Suhail – she made the case I wanted to make; we don’t want the law to be abused. And the second point here on restoration of conjugal rights. The question here is that no body is here to look about the consent of the wife, everybody talks that the court can compel the restoration of conjugal rights whether it is in law, whether it is in canon law, whether it is in Veda law, there is a presumption that there will be sexual relations between husband and wife. Also, most cases in India are brought for rape under false pretences. What is that? I’ll give you an English case I read when I was a student. A swimming instructor was teaching a girl and he told her that if you have an intercourse with me, it will be like I am pumping air in your… and you will learn swimming quicker. Absurd, of course, rape. In India, I love you so much, I am going to marry you but later on we decide to not marry for whatever reason; he raped me under false pretences. He said he will marry me. Most of the cases in India are that way. Now you can talk about evidence, what does the enforcement or process have to do with it? That is the key thing. Where there is insertion of the object, there is no bodily fluid, it becomes your word vs mine. When there is a body part inserted, typically there is a bodily fluid, it becomes easier to enforce and that is what law needs to have. Certainty and clarity. Just having a wide canvas will not further any cause, it is not shaping rule of law and that is not helping anyone.

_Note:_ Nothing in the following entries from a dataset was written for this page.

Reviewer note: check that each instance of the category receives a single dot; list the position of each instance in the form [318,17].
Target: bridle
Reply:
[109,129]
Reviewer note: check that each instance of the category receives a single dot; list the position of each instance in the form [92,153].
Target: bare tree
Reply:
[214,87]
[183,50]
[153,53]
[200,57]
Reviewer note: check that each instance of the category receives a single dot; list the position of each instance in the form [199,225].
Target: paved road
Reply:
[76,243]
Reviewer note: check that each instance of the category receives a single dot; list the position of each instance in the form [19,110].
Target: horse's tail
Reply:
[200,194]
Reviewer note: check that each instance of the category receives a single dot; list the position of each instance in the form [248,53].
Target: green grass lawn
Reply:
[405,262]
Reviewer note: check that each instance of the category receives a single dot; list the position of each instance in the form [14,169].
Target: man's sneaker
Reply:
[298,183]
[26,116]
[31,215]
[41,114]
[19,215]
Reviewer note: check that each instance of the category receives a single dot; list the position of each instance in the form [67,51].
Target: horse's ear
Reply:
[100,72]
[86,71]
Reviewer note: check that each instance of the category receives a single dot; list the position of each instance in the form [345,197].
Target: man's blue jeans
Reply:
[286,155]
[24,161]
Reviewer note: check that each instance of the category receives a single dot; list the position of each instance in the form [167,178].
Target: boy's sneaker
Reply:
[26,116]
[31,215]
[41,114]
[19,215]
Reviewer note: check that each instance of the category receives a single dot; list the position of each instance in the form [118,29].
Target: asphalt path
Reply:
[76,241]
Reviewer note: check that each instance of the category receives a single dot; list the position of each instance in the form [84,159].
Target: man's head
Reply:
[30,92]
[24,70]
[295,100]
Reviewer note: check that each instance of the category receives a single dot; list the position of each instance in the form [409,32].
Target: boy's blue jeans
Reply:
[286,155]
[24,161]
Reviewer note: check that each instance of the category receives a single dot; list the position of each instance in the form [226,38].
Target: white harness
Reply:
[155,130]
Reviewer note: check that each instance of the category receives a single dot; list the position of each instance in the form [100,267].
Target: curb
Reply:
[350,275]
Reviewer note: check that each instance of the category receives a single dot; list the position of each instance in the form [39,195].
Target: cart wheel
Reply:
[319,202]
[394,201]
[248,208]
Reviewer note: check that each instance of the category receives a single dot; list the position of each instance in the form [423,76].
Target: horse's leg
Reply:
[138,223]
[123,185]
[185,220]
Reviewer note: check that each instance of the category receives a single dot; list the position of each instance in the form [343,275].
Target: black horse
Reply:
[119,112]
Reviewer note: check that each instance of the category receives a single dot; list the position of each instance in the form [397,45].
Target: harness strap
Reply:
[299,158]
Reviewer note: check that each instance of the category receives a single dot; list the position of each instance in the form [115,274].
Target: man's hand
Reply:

Haresh – on the question of conjugal rights I wanted to add, it is of course in the marital relationship both parties have a conjugal right to demand that they have sex with each other. But it is not to be confused with conjugal expectations. That is an aspect of expectation by the married couple that they expect that they will have sex with each other. But that exception must stop when the consent of the wife ends. And therefore, his expectation cannot go to the extent of violating her physical form. And it’s merely because you have a decree for conjugal rights a judge can’t direct that you have sex. You can’t, that has been outlawed by the Supreme Court.

Sometimes it is easy to prove that it is force and rape, but a woman can even say after months that oh he raped me. Then it is obviously like getting back at him. So, how do you establish that it is not vengeful action by the wife rather than a real rape.

[Tara] Rape is difficult to prove even when it is not by your husband. There are so many cases which you see in films and documentaries, there is no physical evidence and then it turns out there was a serial rapist on the run. So, you can’t say that the act can be decriminalised or criminalised just because you found the evidence to do so it is a tough situation.

[Natasha] And you can’t have a different yard stick for rape and different stick for sexual abuse and domestic violence because those also have to be proved.